MHD : pourquoi il est mis en examen et ce qu'il risque

MHD risque trente ans de réclusion criminelle en cas de condamnation pour homicide volontaire[THOMAS SAMSON / AFP]

Le rappeur MHD - Mohamed Sylla de son vrai nom - a été mis en examen ce jeudi 17 janvier. Mais qu'est-il exactement reproché au roi de l'AfroTrap ? Et que risque ce dernier ? 

Tout a commencé avec un drame survenu le 6 juillet 2018. Lors de ce qui semblait être un règlement de comptes entre bandes rivales, un jeune homme de 23 ans avait succombé à une blessure à l'arme blanche après un passage à tabac, à Paris, dans le Xème arrondissement. 

Une source proche du dossier a indiqué à l'AFP que «plusieurs jeunes du XIXe étaient descendus sur le Xe en mode 'opération punitive'». La même source a évoqué «un règlement de comptes entre bandes du Xème et du XIXème arrondissement».

Le véhicule du rappeur aperçu sur les lieux

MHD est lié à cette affaire car son véhicule aurait été aperçu sur les lieux de la rixe mortelle. 

Alors qu'il a été placé en garde à vue, mardi 15 janvier, le rappeur a été mis en examen jeudi soir pour «homicide volontaire» et écroué.

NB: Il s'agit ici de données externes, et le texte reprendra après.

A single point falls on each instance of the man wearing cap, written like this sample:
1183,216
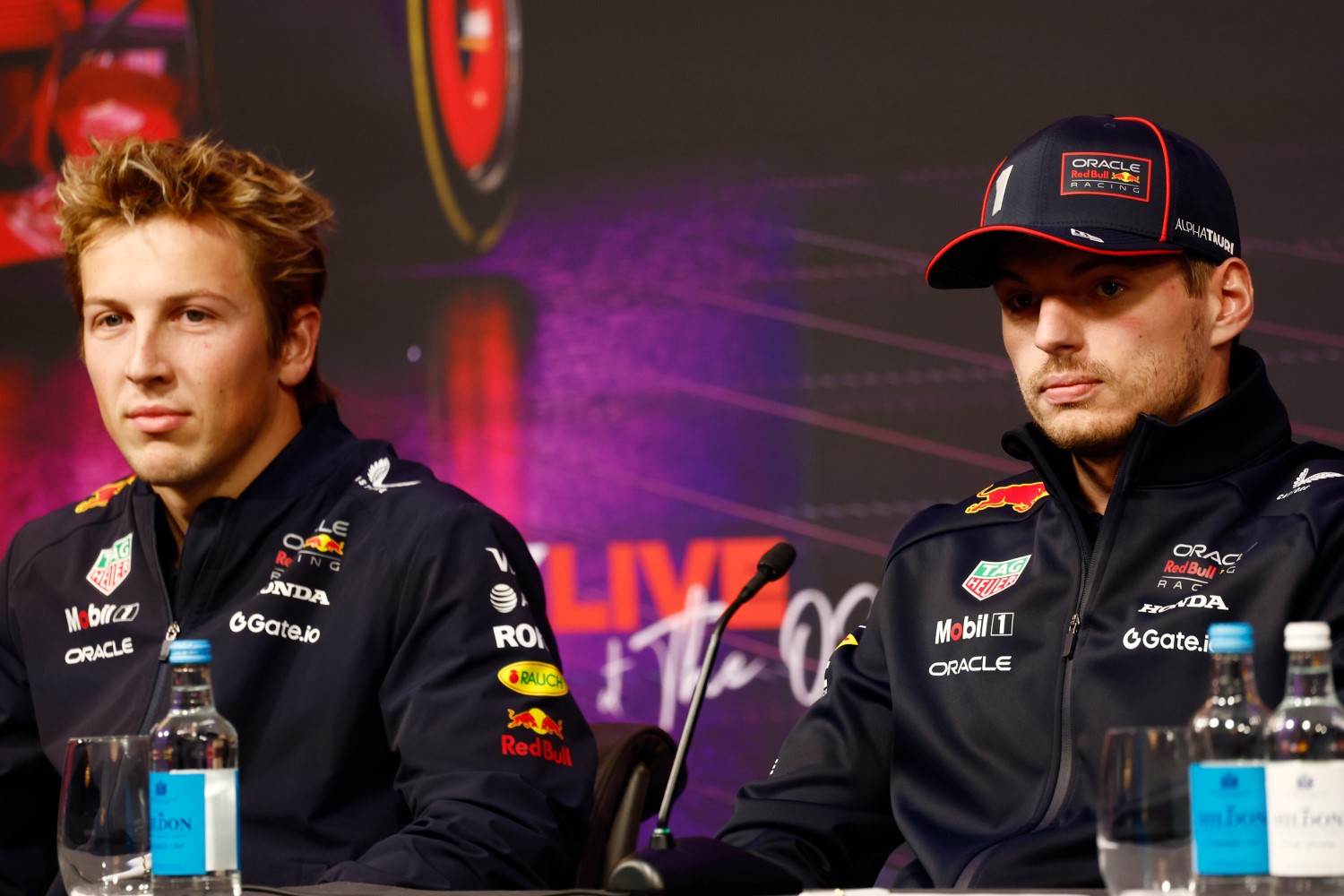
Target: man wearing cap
1163,493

C'est donc à la fois d'avoir été présent sur les lieux du règement de comptes, ainsi que d'avoir été impliqué dans l'homicide, dont l'artiste est soupçonné aujourd'hui.

Ce que l'avocate de Mohamed Sylla, Elise Arfi, a balayé ce vendredi en écrivant dans un communiqué que son client «conteste toute implication dans cette rixe, sa présence sur le lieu des faits n'étant pas avérée». 

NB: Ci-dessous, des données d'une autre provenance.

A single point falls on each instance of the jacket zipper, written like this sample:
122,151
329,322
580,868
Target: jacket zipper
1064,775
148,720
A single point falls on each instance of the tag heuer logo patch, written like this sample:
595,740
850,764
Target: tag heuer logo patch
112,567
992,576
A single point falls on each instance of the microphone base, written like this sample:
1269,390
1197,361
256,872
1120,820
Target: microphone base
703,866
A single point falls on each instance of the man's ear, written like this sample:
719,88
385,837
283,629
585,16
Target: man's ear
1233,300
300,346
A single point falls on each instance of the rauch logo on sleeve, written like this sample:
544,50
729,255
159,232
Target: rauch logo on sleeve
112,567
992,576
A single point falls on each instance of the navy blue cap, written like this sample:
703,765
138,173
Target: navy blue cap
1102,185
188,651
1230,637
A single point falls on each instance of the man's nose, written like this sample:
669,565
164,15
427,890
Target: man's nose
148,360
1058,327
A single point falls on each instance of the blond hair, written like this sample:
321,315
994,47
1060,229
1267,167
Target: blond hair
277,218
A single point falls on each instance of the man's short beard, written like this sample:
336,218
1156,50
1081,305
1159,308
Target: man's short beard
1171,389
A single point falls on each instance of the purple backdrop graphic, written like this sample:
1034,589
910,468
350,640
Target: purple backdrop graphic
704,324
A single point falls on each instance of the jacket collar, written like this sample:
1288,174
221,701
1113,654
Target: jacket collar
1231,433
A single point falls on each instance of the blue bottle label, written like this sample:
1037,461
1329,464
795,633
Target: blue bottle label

Si son avocate a également affirmé que MHD n'a «jamais été impliqué dans des conflits entre bandes rivales», son attachement à son quartier d'origine ne fait aucun doute.

Le rappeur a notamment rendu hommage à ses racines nord parisiennes dans son clip «XIX» sorti en septembre, dans lequel on peut voir des images en noir et blanc de la Cité rouge, dans le XIXème arrondissement, où l'artiste a passé son enfance et son adolescence. 

Que risque MHD ?

Le rappeur a été mis en examen pour «homicide volontaire», vendredi soir. Si les faits étaient avérés par la suite et qu'il était condamné pour «homicide volontaire», il risquerait trente ans de réclusion criminelle, soit la peine principale réservée aux auteurs d'un meurtre simple. 

A cela peuvent venir s'ajouter des interdictions supplémentaires, de détention d'arme, d'exercice d'activité, de séjour ou de conduite de véhicule.